Iceland Attractions, Gullfloss, Pingvellir, Snaeffelsjokur Reykjavik

Iceland Attractions

Blue Lagon

Iceland’s got so much to offer that with just 24 48 hours you soon begin to wander how you’re going to cram it all in. The ‘land of fire and ice’ is a playground for outdoorsy types and the good news is that you don’t have to stray far from the capital to sample some of the Iceland’s most spectacular scenery. Pick two or three of the following and your Iceland City Break will be an unforgettable one:

Gullfloss is a truly breath taking waterfall cascading over a geological fault line. In the summer Gullfloss is a raging torrent fed by melting ice caps, while the winter months see the falls transform into a mysterious ice encrusted crack in the earth. Most tour buses zip through, but it’s worth spending some time and wandering down to the water’s edge for a closer look.

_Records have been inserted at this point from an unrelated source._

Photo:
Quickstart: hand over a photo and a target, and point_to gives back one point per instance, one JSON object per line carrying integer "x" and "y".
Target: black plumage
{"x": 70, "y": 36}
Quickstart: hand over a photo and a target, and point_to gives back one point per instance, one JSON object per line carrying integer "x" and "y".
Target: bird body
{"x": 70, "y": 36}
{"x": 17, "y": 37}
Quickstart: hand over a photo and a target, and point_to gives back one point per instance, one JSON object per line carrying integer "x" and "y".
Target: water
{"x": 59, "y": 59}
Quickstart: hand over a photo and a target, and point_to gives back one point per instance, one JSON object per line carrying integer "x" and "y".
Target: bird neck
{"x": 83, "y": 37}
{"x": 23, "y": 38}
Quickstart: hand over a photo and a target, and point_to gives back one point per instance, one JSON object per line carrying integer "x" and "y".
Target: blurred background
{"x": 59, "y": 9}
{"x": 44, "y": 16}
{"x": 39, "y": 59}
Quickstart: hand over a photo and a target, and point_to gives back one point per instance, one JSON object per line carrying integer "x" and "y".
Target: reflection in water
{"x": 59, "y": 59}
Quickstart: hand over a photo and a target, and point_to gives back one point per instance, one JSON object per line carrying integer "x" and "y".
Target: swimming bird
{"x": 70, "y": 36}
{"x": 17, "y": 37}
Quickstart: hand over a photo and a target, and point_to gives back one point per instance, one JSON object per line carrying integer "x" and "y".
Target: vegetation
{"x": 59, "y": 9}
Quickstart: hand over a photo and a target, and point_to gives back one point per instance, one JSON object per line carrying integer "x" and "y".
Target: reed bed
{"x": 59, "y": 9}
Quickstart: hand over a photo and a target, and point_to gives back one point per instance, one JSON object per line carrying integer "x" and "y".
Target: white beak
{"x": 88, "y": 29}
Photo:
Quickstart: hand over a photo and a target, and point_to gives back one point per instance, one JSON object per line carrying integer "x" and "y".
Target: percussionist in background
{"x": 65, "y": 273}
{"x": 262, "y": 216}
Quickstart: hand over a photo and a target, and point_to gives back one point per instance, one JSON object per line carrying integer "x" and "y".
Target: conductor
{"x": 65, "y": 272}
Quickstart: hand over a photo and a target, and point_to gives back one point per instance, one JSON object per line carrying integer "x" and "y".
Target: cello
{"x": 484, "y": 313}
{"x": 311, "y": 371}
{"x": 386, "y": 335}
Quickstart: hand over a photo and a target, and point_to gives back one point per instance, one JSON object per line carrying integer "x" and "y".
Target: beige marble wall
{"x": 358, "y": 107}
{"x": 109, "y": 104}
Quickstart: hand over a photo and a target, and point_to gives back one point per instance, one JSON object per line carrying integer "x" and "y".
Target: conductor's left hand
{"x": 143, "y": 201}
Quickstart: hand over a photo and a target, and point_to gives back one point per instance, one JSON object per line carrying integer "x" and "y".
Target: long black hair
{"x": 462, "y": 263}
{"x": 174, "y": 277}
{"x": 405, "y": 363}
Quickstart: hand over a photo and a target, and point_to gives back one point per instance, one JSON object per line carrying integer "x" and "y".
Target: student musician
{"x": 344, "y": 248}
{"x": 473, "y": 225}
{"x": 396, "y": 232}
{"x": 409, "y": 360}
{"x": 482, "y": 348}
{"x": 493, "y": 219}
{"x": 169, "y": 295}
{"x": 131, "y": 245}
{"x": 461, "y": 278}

Powered by deep volcanic activity, Geysir is the site of the original geothermal fountain; form which all other ‘geysers’ around the world took their name.

Pingvellir was once the assembly ground for Iceland’s ancient government and is the setting for some of the country’s most dramatic myths and legends. However, today Pingvellir tops most visitors’ agendas as the place to sample Mother Nature in the raw. The weather beaten volcanic landscape of barren lava fields and swirling cataracts is among the country’s most photogenic and well worth any effort spent getting there.

The Blue Lagoon isn’t strictly a natural wonder, but that hasn’t stopped it becoming one of Iceland’s most visited attractions. The milky blue waters are warmed by the run off from the nearby geothermal power plant at Svartsengi. Whether you believe that the mineral rich waters really do have healing qualities; the experience of bathing outdoors surrounded by snow and ice is undoubtedly good for the soul.

Snaeffelsjokur is a glacier topped mountain at the end of its own peninsular some 60 miles north of Reykjavik. Explore the dramatic coastline of bizarre lava formations or trek towards its 1446m summit and you soon begin to understand why the region inspired so many folk tales; not to mention Jules Verne’s Journey to the Centre of the Earth.